Philosophers, psychologists, and neuroscientists have long studied how and why humans talk to themselves as they navigate tasks, manage decisions, and solve problems. "Inner speech is the silent conversation that most healthy human beings have with themselves," says Alain Morin, a professor in the Department of Psychology at Mount Royal University in Alberta, Canada.
Now, as robotics marches forward and devices increasingly rely on a combination of machine learning and conventional programming to navigate the physical world, researchers are exploring ways to imbue machines with an inner voice. This "self-consciousness" could provide insight and feedback into how and why these systems make decisions, while helping them improve at various tasks.
The impact on service robots, computer speech systems, virtual assistants, and autonomous vehicles could be significant. "A cognitive architecture for inner speech may be the first step toward functional aspects of robot consciousness. It may represent the beginning of a new domain for human-robot interactions," explains Antonio Chella, professor of robotics and director of the RoboticsLab at the University of Palermo in Italy.
Applying the principles of human speech and cognition to machines is a steep challenge. "Consciousness is a very complex and fuzzy term," observes Angelo Cangelosi, professor of machine learning and robotics at the University of Manchester in the U.K. "While machines may not be aware in the way humans are aware, the idea of modeling speech characteristics to enrich interactions could deliver deeper insight into machine behavior."
The idea is taking shape. In April 2021, Chella and University of Palermo research fellow Arianna Pipitone equipped a robot named Pepper from SoftBank Robotics with a cognitive architecture that models inner speech. This allowed the robot to reason and interact at a deeper level—and to generate vocal feedback about how it arrived at answers and actions. This is possible because the parameters and attributes of the inner voice are different than those for outward expression, the researchers note.

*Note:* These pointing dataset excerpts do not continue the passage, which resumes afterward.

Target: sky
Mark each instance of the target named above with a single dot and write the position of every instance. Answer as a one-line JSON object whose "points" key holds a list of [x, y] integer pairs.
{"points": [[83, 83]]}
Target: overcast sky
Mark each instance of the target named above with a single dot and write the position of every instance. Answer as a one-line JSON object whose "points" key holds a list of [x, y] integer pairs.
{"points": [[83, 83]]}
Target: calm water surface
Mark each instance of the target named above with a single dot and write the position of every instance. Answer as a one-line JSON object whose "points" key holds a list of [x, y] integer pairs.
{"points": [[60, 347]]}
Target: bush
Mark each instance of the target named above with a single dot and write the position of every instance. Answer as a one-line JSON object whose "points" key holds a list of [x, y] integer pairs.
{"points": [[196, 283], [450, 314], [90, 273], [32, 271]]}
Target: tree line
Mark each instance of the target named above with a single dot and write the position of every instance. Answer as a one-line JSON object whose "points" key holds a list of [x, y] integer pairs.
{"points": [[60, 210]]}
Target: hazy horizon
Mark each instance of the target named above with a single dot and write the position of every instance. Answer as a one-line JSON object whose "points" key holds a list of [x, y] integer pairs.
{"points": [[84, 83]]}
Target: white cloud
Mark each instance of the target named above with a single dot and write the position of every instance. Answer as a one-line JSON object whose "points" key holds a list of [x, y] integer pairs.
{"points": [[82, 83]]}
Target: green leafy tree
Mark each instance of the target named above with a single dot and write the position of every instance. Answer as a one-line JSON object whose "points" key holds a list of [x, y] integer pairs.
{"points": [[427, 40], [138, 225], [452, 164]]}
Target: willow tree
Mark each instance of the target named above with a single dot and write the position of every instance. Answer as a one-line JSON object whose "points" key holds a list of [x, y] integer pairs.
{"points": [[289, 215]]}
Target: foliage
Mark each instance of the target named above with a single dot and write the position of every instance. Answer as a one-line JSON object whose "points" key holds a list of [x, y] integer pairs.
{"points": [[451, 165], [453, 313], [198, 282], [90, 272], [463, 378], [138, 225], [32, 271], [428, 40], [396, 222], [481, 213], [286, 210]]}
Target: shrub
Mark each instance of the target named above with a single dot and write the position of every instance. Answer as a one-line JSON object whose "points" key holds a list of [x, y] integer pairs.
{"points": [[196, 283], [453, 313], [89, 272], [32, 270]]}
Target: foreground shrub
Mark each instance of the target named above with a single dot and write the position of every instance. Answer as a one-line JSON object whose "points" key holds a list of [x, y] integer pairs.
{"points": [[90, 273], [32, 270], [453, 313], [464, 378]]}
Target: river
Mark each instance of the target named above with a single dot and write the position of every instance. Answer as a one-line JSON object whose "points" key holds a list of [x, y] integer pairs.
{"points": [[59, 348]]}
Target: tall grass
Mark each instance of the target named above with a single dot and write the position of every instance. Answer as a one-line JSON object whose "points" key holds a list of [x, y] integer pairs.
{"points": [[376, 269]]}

For example, the robot might try to explain to itself why it couldn't do something, such as when an item was unreachable, or a task conflicted with its programming. In one scenario, the researchers asked Pepper to set a table for lunch. Relying on programmed rules, it began the task. But when the researchers intentionally asked the robot to place a napkin in the wrong spot, something that countered its programming, Pepper used ordinary language to express confusion and upset.
Suddenly, the robot was more than a black box. It said that while it would never intentionally break the rules, it couldn't upset the human so it would go along with the request. "Our goal was to improve the transparency and the quality of the interaction between humans and robots. Through inner speech, the robot becomes more trustworthy. It can explain its behavior and its underlying decision-making processes," Pipitone says.
After conducting a series of experiments that caused conflict, the researchers arrived at a startling conclusion: Through self-dialog, Pepper learned how to perform tasks better. Its completion rate improved because it engaged in a continual "dress rehearsal" that allowed it to think through scenarios ahead of time.
Voice of Reason
Not surprisingly, linguistics serve as the basis for a robot inner voice. Morin, whose human behavioral models served as the foundation for the experiment with Pepper, says that inner self-awareness and speech provide a vehicle for enhanced cognition in humans, but also possibly machines. "The inner voice is crucial. It acts like as a little internal mirror which allows us to gain a more objective perspective about ourselves."
Cangelosi says the experiments represent a step forward in building more adaptable and dynamic robots and systems, but significant challenges remain. Recognizing objects such as a water glass or a butter knife isn't difficult; today's AI can detect shapes well. Embedding linguistics and even emotional components, however, is incredibly complex. "Once you get to abstract words and thinking, it's a different scenario," he points out.
Nevertheless, the nascent field will likely advance over the next few years. Cangelosi believes it eventually could allow people to ask a machine, such as an autonomous vehicle or a virtual assistant, why it behaved a certain way or how it deals with a situation when it can't perform the requested action. Through machine learning and machine social interactions, an inner voice might also help other devices learn together.
In addition, Chella points out that computational models of inner speech could possibly be used as tools for neuroscientists to investigate specific normal and pathological conditions in humans. "This might include people who hear voices and people who are deaf from birth and therefore unable to generate normal forms of inner speech."
Concludes Pipitone, "This represents a new methodology for developing trustworthy human-robot interactions. We believe that inner speech may be a key to new and more transparent algorithms of machine learning."
Samuel Greengard is an author and journalist based in West Linn, OR, USA.